After he gets home from work, 56-year-old accountant J. Henry Waugh entertains himself with a simulated baseball game based on dice rolls and probability charts. As a kid who spent many a rainy summer afternoon playing Strat-O-Matic baseball, the concept was very familiar to me. However, unlike Strat-O-Matic, Henry’s game involves an entirely fictional league. All the teams and all the players on them are his invention. When he plays he rolls the dice for both teams and meticulously records every play on his scoresheets. Henry’s charts are extremely detailed and allow for as much complexity as the real thing. Players get hits, make errors, and even suffer injuries based on the total Henry rolls.
At the book’s start, Henry has been doing this for a long time. He’s played over fifty full seasons of UBA action, meaning many of his players are the sons or even grandsons of their previous incarnations. He’s invested the league with an entire history of ups and downs, personality conflicts and political strife. It’s obsessive behavior and something Henry keeps a closely guarded secret from the few friends he has.

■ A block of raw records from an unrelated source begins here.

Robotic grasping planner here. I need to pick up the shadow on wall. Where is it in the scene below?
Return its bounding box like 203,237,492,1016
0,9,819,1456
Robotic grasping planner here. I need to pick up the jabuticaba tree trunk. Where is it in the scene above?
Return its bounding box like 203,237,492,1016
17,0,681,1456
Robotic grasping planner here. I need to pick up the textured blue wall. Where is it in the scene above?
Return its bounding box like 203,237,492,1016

But then an incredibly unlikely sequence of rolls ends in an on-field tragedy that sends Henry’s life and the league into a spiral. As he goes about his daily life in the real world, the league keeps on intruding. In an astonishing literary feat, Coover is able to weave between Henry’s reality and that of the league in increasingly complex ways with alienating the reader, perfectly capturing the fracturing of Henry’s mind.
As Henry’s life and the league start to unravel, he has to make a choice. Will he take more control over his own fate and that of the league? What will it look like if he does?
A deeply philosophical book about the nature of creation and a remarkable portrait of obsession, this is a novel that works on multiple levels.